The changes would allow broader consideration of a parole applicant’s discipline record and more flexibility with job and housing plans.
By:Ralph Chapoco-August 28, 2025 6:59 am
Article courtesy of: https://alabamareflector.com/
Legislators signaled to Alabama Board of Pardons and Paroles staff Wednesday that they will recommend modifications to the parole guidelines finalized by the board last month.
The changes could include weighing a parole applicants’ disciplinary record beyond 12 months instead of placing greater consideration for a person’s behavior in prison within the year, and giving more flexibility for housing and job plans after release when considering parole.
“If an inmate is in prison, and let’s say they have been in there for 15 years, and they have a lot of disciplinaries in the first two or three years, and then they tail off, and in the last five they had none, that tells me something,” said Sen. Clyde Chambliss, R-Prattville, who chairs the Legislature’s Prison Oversight Committee. “That tells me they were a little wild, but they have matured.”

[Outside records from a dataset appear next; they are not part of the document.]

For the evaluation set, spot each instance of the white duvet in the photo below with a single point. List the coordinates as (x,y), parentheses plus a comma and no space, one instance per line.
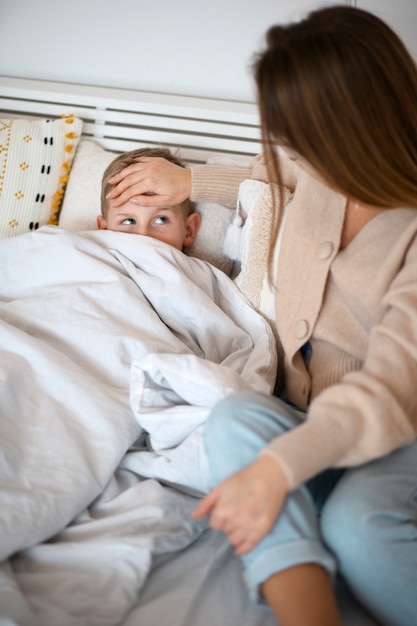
(113,349)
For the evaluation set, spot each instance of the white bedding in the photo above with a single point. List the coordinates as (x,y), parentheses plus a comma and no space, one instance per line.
(113,349)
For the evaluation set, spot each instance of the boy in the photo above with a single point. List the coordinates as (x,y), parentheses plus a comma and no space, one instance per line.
(175,225)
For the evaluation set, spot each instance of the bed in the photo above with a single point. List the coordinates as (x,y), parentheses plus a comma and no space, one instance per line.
(96,528)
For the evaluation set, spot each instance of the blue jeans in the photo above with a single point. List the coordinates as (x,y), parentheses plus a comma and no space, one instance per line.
(361,522)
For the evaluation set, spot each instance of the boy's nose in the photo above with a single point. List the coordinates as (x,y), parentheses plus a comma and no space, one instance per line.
(142,230)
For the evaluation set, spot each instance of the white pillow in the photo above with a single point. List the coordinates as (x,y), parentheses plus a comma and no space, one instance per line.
(81,206)
(35,160)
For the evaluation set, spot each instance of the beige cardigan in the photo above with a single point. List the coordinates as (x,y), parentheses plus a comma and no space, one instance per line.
(358,309)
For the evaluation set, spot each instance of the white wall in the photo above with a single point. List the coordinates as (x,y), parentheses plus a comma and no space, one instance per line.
(174,46)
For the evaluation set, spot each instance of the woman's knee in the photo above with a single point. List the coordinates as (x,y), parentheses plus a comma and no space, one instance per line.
(239,427)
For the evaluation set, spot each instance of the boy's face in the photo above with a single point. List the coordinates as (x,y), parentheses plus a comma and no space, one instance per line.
(167,224)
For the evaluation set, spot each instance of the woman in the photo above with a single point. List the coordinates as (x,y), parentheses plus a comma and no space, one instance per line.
(338,92)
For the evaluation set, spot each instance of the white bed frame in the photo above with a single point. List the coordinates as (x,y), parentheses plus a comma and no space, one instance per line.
(121,119)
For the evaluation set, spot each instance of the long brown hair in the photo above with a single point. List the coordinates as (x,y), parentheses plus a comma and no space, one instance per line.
(340,89)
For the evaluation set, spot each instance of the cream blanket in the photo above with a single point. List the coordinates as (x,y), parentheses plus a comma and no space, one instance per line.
(114,347)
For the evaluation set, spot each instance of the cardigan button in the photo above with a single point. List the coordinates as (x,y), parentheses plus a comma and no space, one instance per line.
(301,330)
(326,250)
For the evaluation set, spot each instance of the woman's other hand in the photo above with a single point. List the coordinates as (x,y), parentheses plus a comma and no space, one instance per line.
(246,505)
(152,181)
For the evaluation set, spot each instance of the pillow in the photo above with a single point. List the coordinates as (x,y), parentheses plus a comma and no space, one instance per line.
(35,160)
(81,206)
(248,239)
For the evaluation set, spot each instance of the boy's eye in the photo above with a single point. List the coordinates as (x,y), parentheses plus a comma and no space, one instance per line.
(161,220)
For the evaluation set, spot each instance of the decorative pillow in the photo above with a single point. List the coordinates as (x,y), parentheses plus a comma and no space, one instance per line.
(81,206)
(35,160)
(248,239)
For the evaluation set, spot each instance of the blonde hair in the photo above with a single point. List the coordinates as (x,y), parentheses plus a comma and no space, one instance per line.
(340,89)
(129,158)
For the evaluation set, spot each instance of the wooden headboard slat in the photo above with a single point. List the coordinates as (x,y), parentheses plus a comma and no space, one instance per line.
(200,127)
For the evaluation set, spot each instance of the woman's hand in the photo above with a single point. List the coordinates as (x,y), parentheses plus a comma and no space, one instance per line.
(246,505)
(152,181)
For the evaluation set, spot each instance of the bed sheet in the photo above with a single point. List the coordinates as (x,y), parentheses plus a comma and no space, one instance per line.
(114,347)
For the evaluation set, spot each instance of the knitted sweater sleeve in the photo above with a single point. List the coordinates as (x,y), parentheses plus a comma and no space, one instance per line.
(220,183)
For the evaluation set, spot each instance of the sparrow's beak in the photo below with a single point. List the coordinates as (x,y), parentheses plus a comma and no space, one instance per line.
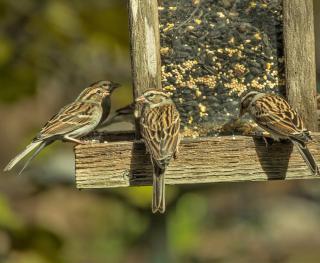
(241,112)
(140,99)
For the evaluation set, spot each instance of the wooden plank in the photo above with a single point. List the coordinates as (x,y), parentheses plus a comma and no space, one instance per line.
(145,45)
(299,46)
(203,160)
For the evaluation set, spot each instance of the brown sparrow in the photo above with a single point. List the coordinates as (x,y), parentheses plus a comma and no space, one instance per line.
(159,126)
(273,114)
(73,121)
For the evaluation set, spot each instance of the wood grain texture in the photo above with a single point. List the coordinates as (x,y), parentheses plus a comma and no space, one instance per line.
(203,160)
(145,45)
(299,46)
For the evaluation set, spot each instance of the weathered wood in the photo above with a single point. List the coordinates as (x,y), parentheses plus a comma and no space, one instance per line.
(299,47)
(203,160)
(145,45)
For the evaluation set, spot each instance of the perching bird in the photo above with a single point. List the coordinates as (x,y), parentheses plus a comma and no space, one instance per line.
(273,114)
(73,121)
(159,127)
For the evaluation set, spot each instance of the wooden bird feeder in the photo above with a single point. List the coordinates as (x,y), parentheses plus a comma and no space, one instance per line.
(123,161)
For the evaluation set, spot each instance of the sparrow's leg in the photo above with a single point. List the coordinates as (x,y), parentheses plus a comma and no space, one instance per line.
(68,138)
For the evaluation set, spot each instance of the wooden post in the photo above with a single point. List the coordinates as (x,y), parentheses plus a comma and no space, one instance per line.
(145,53)
(300,63)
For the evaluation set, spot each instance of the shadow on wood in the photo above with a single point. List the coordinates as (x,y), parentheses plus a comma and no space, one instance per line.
(274,157)
(140,165)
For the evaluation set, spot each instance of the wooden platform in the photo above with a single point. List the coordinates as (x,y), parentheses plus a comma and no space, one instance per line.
(203,160)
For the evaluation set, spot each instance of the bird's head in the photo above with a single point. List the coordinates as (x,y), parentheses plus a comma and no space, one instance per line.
(154,98)
(98,91)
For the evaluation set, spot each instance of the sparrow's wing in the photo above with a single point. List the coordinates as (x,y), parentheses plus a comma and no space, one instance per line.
(275,114)
(160,129)
(70,118)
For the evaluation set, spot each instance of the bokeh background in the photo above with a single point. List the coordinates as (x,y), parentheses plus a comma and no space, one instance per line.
(49,51)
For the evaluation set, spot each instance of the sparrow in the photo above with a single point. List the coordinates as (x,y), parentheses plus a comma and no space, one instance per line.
(159,126)
(274,114)
(73,121)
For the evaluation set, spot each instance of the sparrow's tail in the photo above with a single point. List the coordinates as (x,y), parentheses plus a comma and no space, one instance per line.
(307,156)
(158,198)
(28,149)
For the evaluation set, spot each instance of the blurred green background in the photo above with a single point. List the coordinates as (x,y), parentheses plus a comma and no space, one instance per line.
(49,51)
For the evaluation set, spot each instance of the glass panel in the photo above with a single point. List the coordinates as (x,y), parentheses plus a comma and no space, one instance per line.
(213,51)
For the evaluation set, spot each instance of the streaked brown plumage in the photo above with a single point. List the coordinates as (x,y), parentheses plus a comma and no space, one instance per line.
(73,121)
(159,127)
(274,114)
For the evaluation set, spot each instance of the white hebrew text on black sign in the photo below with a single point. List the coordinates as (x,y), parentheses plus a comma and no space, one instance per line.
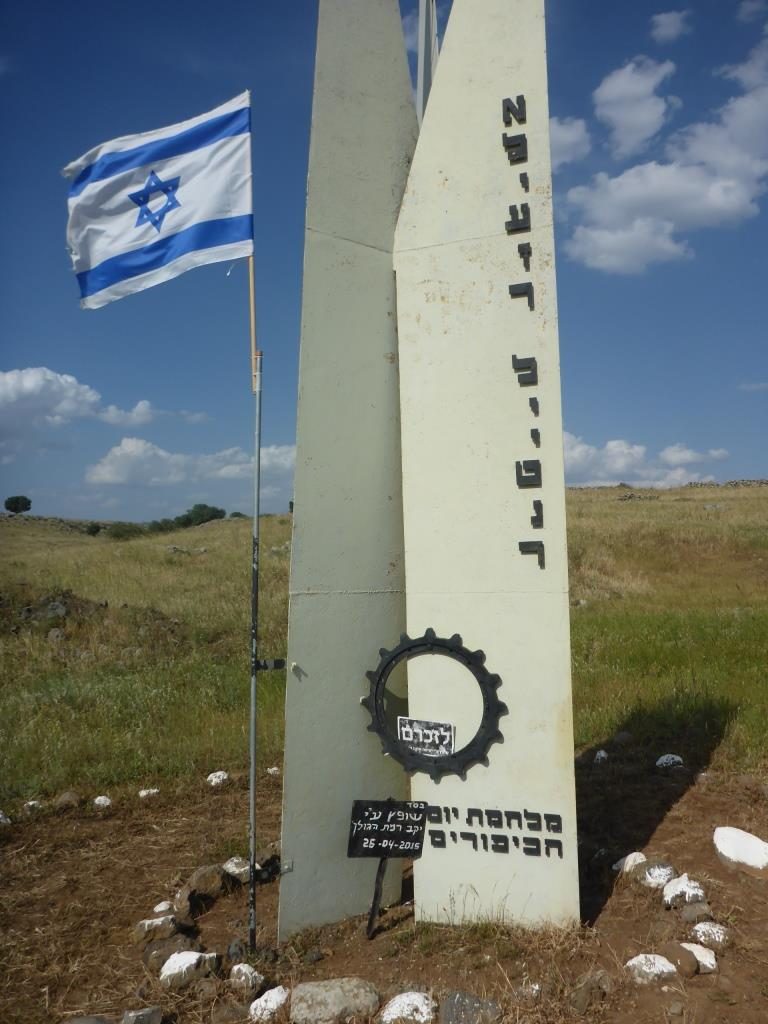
(434,739)
(387,828)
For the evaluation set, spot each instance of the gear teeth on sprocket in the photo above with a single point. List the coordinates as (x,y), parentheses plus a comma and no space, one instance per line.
(476,751)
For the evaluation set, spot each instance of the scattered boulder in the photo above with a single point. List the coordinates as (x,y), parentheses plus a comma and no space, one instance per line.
(593,985)
(152,929)
(653,873)
(742,851)
(246,981)
(217,778)
(239,868)
(270,1005)
(682,890)
(461,1008)
(706,958)
(181,969)
(68,800)
(714,936)
(681,958)
(332,1001)
(152,1015)
(693,912)
(649,968)
(159,951)
(670,761)
(626,864)
(410,1008)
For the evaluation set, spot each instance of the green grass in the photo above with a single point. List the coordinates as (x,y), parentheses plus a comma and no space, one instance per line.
(670,640)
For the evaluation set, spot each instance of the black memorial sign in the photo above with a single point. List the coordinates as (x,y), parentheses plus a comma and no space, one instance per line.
(387,828)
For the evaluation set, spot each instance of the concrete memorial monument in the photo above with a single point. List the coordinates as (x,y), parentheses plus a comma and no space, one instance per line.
(483,726)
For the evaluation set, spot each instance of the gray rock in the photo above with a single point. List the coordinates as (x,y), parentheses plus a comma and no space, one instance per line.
(693,912)
(158,952)
(152,1015)
(68,800)
(333,1001)
(591,987)
(461,1008)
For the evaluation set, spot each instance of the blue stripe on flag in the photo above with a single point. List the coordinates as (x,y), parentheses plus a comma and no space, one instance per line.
(152,257)
(211,131)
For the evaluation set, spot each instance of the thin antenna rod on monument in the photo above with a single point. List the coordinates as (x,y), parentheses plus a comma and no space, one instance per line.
(428,52)
(256,385)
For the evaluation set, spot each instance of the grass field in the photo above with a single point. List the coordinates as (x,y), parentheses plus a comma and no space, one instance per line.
(146,677)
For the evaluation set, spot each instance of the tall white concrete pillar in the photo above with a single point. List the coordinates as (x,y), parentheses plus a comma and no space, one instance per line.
(482,465)
(346,589)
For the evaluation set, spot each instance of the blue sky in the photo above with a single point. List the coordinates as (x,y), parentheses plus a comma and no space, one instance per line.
(143,408)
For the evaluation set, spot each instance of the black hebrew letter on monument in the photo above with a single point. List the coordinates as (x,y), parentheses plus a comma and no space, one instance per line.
(534,548)
(528,473)
(519,220)
(526,370)
(520,291)
(516,146)
(514,110)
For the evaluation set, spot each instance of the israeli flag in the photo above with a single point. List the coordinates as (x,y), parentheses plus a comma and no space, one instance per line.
(146,208)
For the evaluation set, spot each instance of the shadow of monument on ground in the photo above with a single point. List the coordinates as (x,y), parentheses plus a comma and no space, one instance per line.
(622,801)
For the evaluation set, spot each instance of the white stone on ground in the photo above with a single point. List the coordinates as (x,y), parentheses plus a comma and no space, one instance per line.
(246,980)
(416,1008)
(657,876)
(239,868)
(669,761)
(626,864)
(712,935)
(182,968)
(268,1006)
(683,890)
(648,968)
(708,962)
(741,850)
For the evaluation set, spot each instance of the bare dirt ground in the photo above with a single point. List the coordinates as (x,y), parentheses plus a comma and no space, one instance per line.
(73,884)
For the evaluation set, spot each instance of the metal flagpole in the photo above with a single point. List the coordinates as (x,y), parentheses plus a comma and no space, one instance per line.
(256,385)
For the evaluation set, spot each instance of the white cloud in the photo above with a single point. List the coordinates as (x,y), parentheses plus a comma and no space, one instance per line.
(139,462)
(621,461)
(569,140)
(626,249)
(751,10)
(681,455)
(714,175)
(670,26)
(38,396)
(626,100)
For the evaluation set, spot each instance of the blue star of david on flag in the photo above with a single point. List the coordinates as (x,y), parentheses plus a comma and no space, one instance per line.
(153,186)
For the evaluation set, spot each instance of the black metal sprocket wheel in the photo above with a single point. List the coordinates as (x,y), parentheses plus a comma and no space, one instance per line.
(487,733)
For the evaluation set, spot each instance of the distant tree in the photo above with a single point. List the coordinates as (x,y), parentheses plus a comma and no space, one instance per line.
(16,504)
(199,514)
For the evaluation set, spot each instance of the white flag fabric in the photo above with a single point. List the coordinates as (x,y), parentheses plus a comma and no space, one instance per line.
(146,208)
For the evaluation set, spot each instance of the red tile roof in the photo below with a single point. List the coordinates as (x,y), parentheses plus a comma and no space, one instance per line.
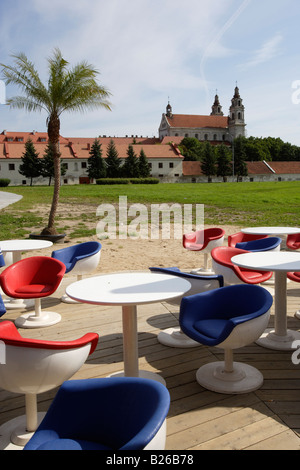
(195,121)
(79,147)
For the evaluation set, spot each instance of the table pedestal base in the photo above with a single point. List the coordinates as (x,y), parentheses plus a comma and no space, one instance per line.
(203,271)
(175,338)
(243,378)
(297,314)
(12,304)
(13,434)
(269,339)
(144,374)
(67,300)
(30,320)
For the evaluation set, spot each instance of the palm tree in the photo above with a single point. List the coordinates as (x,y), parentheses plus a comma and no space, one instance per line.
(68,89)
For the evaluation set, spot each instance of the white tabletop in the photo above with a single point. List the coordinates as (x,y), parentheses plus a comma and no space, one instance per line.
(23,245)
(129,288)
(270,230)
(269,261)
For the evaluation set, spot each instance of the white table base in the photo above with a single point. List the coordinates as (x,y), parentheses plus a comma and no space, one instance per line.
(130,347)
(279,337)
(13,434)
(30,320)
(12,304)
(174,337)
(243,378)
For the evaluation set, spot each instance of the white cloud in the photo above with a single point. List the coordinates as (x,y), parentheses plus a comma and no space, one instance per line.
(268,51)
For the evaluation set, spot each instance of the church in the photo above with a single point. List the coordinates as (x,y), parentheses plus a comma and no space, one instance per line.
(214,128)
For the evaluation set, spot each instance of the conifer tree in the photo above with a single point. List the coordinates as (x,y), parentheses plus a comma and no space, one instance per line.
(223,162)
(96,165)
(144,169)
(113,163)
(31,164)
(131,165)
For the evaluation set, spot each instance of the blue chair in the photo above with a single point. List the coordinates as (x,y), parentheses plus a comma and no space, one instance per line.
(228,318)
(81,259)
(174,337)
(263,244)
(116,413)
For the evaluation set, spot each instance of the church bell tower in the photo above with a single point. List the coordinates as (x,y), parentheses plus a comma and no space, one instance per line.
(237,126)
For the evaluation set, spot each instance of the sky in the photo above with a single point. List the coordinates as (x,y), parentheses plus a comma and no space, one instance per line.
(149,52)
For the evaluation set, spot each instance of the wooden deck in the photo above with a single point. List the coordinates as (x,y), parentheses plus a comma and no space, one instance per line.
(266,419)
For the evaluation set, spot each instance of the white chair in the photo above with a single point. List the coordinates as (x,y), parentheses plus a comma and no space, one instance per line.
(32,366)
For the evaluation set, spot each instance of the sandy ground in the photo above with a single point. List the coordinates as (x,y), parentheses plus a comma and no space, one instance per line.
(129,254)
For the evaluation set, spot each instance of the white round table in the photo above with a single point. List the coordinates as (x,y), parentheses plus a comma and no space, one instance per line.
(12,252)
(270,230)
(129,289)
(280,262)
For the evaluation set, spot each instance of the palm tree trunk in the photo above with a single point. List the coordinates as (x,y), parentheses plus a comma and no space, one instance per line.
(53,134)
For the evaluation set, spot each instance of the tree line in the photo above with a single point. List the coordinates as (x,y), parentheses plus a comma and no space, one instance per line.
(134,166)
(33,166)
(221,160)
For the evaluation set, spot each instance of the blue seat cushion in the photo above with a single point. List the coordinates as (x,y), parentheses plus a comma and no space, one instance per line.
(71,444)
(211,328)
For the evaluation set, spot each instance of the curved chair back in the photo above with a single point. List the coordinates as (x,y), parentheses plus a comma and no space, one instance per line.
(293,241)
(200,239)
(2,307)
(263,244)
(82,258)
(105,414)
(228,318)
(241,237)
(2,261)
(211,317)
(36,276)
(233,274)
(35,366)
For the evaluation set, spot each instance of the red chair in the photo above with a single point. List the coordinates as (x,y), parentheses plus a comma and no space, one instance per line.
(241,237)
(296,278)
(204,240)
(293,241)
(31,367)
(233,274)
(33,278)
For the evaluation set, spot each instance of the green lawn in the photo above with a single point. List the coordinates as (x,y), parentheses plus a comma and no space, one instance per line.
(242,204)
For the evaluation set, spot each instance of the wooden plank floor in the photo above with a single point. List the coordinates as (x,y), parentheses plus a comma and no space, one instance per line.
(266,419)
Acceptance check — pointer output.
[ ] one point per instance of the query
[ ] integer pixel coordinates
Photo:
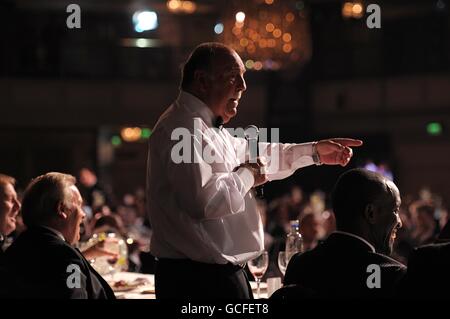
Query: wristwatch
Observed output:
(315, 156)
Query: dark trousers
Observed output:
(184, 279)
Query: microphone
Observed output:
(252, 136)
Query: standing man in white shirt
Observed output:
(203, 213)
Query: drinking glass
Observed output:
(258, 267)
(282, 262)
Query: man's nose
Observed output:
(399, 222)
(17, 204)
(242, 86)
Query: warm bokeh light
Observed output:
(347, 9)
(277, 33)
(287, 37)
(188, 6)
(270, 27)
(271, 43)
(145, 20)
(181, 6)
(257, 66)
(290, 17)
(243, 42)
(287, 48)
(218, 28)
(240, 17)
(131, 134)
(262, 43)
(174, 5)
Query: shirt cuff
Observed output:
(246, 177)
(302, 154)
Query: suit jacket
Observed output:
(37, 264)
(428, 274)
(339, 268)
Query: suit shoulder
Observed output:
(385, 261)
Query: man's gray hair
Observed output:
(43, 196)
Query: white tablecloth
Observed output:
(146, 290)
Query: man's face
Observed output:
(388, 220)
(74, 217)
(226, 85)
(9, 208)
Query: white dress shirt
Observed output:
(206, 211)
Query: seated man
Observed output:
(428, 274)
(353, 261)
(42, 262)
(9, 209)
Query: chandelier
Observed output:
(268, 34)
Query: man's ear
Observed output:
(62, 210)
(201, 78)
(369, 213)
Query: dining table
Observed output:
(131, 285)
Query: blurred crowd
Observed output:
(423, 216)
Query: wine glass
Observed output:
(112, 265)
(282, 261)
(258, 267)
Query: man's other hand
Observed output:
(336, 151)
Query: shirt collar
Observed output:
(197, 106)
(357, 237)
(55, 232)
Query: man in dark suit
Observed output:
(9, 209)
(428, 274)
(352, 262)
(41, 263)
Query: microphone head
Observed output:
(251, 132)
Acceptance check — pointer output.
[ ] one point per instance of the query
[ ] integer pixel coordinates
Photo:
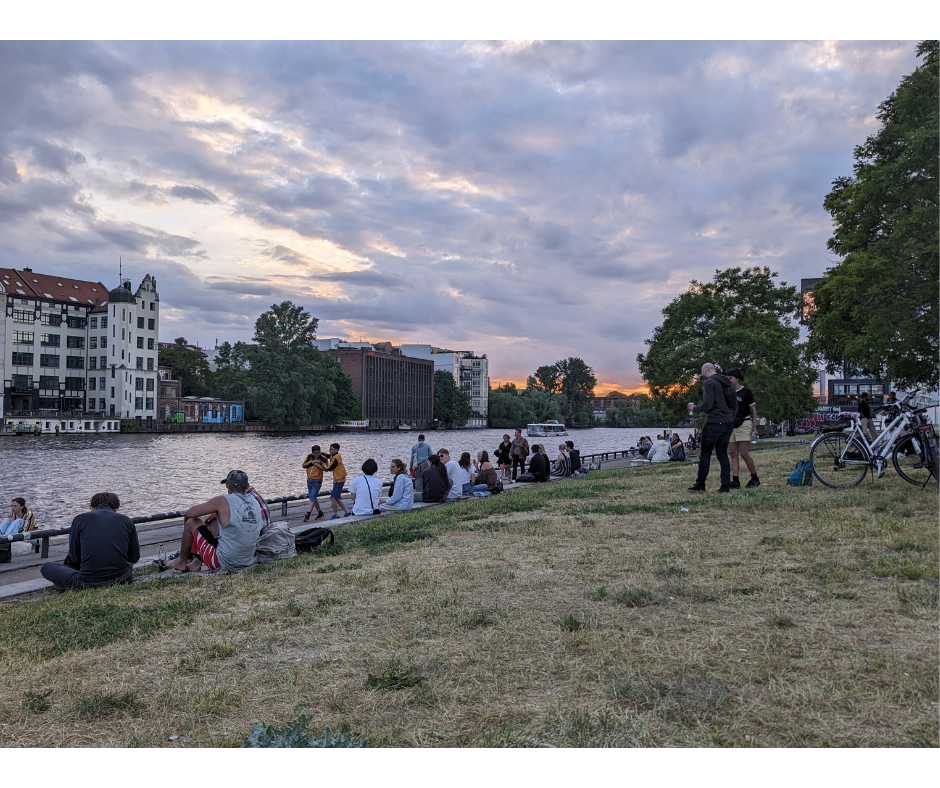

Chambliss also recommended amendments to the housing plan and the plan for securing employment, both of which are required as part of the application packet for an applicant to be seriously considered for parole.
“If you have those, it means that is positive, but some people are not able to get those at that point, and maybe they should not be penalized,” Chambliss said.
In an interview after the meeting, Hal Nash, the chair of the board, and Cam Ward, the director of the Alabama Bureau of Pardons and Paroles, which oversees supervision of those on probation and parole, appeared open to those modifications.
‘“How do you have a job if you are in prison?,” Ward said, echoing what critics have said about the updated parole guidelines. “You can’t do a job interview while you are in prison, so that has been a big issue.”
The parole board finalized the guidelines in July following a public comment period. The guidelines use a point system to determine whether an applicant qualifies for parole. The results are not binding on the board’s decisions.
Civil rights groups criticized several aspects of the initial version of the board’s proposed guidelines, which penalized applicants for disciplinaries for both nonviolent and violent behavior in the past 12 months leading up to the parole hearing date, which they felt was a longer time horizon for consideration.
The Legislative Council, whose members include both House and Senate leadership, may review the guidelines and request the parole board amend the guidelines, rescind them and begin the process over again, or approve what the parole board had established.
The revisions came years behind schedule, leading to mounting criticism from legislators. Last spring, Chambliss got an amendment added to the General Fund budget making funding for the parole board contingent on members adopting the guidelines. The board unveiled them in May.
Wednesday was the first time that the parole board appeared before legislators since Gov. Kay Ivey appointed Nash as chair in July.
“I believe that people need second chances,” Nash told lawmakers during the meeting. “I believe that we do not need to take hope away from people. I also believe in public safety.”
Legislators Wednesday expressed concerns about the conformance rates, the frequency that the board follows the guidelines when they make decisions regarding parole. As recently as 2024, the conformance rate was near 25%.
“I would just ask that you write the guidelines that people are looking at in a manner that you are applying them,” Chambliss said during the meeting. “That is something that I feel strongly about that we, as a state, if we are going to write the guidelines, go by the guidelines generally.”
The parole rate declined precipitously from 2017 to 2023, falling from nearly 50% to just 8%. Parole rates have been hovering around 30% over the past month.
“You will, in my opinion, never see a 50% grant rate again,” Ward told lawmakers during the meeting because of changes to the law. “I think, realistically … you are looking at anywhere from 26% to 31% is the ideal grant rate.”